도 1을 참조하면, 본 발명의 일 실시예에 따른 경량화 신경망을 이용한 얼굴 인식 장치는 전처리부(100), 특징 추출 네트워크(110) 및 소프트 맥스 네트워크(120)를 포함할 수 있다. Referring to FIG. 1 , a face recognition apparatus using a lightweight neural network according to an embodiment of the present invention may include a preprocessor 100 , a feature extraction network 110 , and a soft max network 120 .

본 발명의 얼굴 인식 장치는 얼굴이 포함된 인물 영상 또는 사진을 입력받은 후 입력된 사진이 미리 저장하고 있는 레퍼런스 인물 중 어떠한 인물에 해당되는지를 판단하기 위한 기술이다. 예를 들어, 특정 장소에 출입이 가능한 200명의 레퍼런스 인물이 존재하고, 특정 사람이 출입할 경우, 출입하는 사람의 영상을 포착한 후 어떠한 레퍼런스 인물에 해당되는지를 판단하는 기술이다. The face recognition apparatus of the present invention is a technology for receiving an image or photo of a person including a face and then determining whether the input photo corresponds to a reference person among pre-stored reference persons. For example, there are 200 reference people who can enter and exit a specific place, and when a specific person enters, it captures an image of the person entering and exits and determines which reference person they belong to.

전처리부(100)는 입력되는 사진 또는 영상으로부터 얼굴 영역을 검출하는 기능을 한다. 획득되는 사진 또는 영상에는 얼굴 이외에도 배경 또는 사물과 같은 얼굴 인식에 있어 노이즈에 해당되는 객체들이 존재한다. The preprocessor 100 functions to detect a face region from an input photo or image. In the acquired photo or image, there are objects corresponding to noise in face recognition, such as a background or an object, in addition to a face.

전처리부(100)는 입력되는 사진 또는 영상으로부터 얼굴 영역만을 검출하고 나머지 객체들의 영역은 제거하는 기능을 한다. The preprocessor 100 functions to detect only the face region from the input photo or image and remove the remaining object regions.

특징 추출 네트워크(110)는 전처리부에서 출력되는 얼굴 영상으로부터 특징맵을 추출한다. 신경망 네트워크를 이용한 특징 추출은 널리 알려진 기술이나, 기존의 알려진 네트워크는 특징맵 생성을 위해 복잡한 연산량을 요구한다. The feature extraction network 110 extracts a feature map from the face image output from the preprocessor. Feature extraction using a neural network is a well-known technique, but the known network requires a complex amount of computation to generate a feature map.

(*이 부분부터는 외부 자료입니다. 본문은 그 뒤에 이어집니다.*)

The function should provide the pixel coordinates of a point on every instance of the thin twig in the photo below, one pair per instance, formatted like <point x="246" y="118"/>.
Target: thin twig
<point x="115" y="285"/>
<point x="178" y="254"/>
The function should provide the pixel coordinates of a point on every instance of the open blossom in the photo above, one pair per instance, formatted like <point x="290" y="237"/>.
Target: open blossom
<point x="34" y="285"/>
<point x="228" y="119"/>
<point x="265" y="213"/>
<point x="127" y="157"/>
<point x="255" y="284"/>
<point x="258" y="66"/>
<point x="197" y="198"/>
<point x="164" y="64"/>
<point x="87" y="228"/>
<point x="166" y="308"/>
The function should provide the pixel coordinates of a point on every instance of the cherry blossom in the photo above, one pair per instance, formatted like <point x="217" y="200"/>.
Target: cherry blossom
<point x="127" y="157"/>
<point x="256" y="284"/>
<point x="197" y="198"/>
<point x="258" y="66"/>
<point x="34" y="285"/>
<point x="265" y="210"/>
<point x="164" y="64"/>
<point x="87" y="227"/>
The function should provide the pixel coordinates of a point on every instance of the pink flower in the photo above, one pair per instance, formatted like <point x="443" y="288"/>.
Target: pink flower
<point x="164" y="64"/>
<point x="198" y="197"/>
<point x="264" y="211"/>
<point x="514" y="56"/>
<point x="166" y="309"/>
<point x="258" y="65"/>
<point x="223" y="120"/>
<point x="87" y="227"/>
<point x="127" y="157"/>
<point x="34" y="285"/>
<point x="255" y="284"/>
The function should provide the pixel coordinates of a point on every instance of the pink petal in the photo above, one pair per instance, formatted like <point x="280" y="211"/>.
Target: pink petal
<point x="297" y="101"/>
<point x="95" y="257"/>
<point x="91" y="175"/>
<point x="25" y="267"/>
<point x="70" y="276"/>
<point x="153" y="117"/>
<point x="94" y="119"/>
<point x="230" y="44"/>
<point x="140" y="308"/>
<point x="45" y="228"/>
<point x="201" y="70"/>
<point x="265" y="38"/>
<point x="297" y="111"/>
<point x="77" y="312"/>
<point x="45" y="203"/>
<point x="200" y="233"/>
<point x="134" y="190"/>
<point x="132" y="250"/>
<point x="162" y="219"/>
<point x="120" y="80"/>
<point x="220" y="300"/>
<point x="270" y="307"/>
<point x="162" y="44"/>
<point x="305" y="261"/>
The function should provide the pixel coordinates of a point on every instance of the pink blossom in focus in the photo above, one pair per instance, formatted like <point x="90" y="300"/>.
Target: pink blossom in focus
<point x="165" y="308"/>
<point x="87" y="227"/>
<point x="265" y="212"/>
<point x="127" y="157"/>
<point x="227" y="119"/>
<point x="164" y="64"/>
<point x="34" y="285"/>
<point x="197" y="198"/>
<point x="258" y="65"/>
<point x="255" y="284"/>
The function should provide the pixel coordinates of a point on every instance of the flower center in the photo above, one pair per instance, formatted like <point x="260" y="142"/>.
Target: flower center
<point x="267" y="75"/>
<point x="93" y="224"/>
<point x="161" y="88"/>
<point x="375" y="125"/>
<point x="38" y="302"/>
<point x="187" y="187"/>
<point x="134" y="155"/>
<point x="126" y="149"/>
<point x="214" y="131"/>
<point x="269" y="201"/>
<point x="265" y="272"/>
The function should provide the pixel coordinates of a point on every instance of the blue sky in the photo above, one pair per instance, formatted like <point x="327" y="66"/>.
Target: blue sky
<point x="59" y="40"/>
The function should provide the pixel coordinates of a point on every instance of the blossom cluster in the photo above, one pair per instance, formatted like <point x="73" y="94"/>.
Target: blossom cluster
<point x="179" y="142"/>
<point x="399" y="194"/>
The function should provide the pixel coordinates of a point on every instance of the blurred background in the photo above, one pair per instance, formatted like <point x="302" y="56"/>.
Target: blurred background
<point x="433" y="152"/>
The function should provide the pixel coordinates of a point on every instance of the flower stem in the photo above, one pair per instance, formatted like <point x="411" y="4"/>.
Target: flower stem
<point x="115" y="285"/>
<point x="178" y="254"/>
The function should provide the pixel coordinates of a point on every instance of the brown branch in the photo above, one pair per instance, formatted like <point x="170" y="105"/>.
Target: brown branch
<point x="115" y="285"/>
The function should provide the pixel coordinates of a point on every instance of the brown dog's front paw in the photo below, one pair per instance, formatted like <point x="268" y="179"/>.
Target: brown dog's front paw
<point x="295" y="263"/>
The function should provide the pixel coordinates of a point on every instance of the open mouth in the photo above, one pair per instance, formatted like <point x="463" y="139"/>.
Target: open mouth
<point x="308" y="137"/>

일반적인 신경망에서는 콘볼루션 커널을 입력 영상에 적용하여 콘볼루션 연산을 통해 특징맵을 생성하며, 이때, 콘볼루션 연산은 3 X 3 콘볼루션 커널과 같이 큰 사이즈의 콘볼루션 커널을 사용하며, 다단의 스테이지를 걸쳐 출력되는 특징맵 역시 매우 많은 채널값을 포함하고 있어서 상당한 연산 복잡도가 요구되며, 이는 실시간으로 얼굴을 감지하는데 있어 가장 큰 장애 요인으로 작용한다. In a general neural network, a convolution kernel is applied to an input image and a feature map is generated through a convolution operation. At this time, the convolution operation uses a large-sized convolution kernel such as a 3 X 3 convolution kernel, and a multi-stage stage Since the feature map outputted over , also includes a very large number of channel values, considerable computational complexity is required, which acts as the biggest obstacle in real-time face detection.

본 발명의 특징 추출 네트워크(110)는 연산 복잡도를 감소시켜 실시간 검출을 가능하도록 하기 위한 구조를 가지고 있으며, 도 2 내지 도 4를 참조하여 본 발명의 특징 추출 네트워크의 구조를 설명하도록 한다. The feature extraction network 110 of the present invention has a structure for enabling real-time detection by reducing computational complexity, and the structure of the feature extraction network of the present invention will be described with reference to FIGS. 2 to 4 .

도 2는 본 발명의 일 실시예에 따른 특징 추출 네트워크의 구조를 나타낸 도면이다. 2 is a diagram showing the structure of a feature extraction network according to an embodiment of the present invention.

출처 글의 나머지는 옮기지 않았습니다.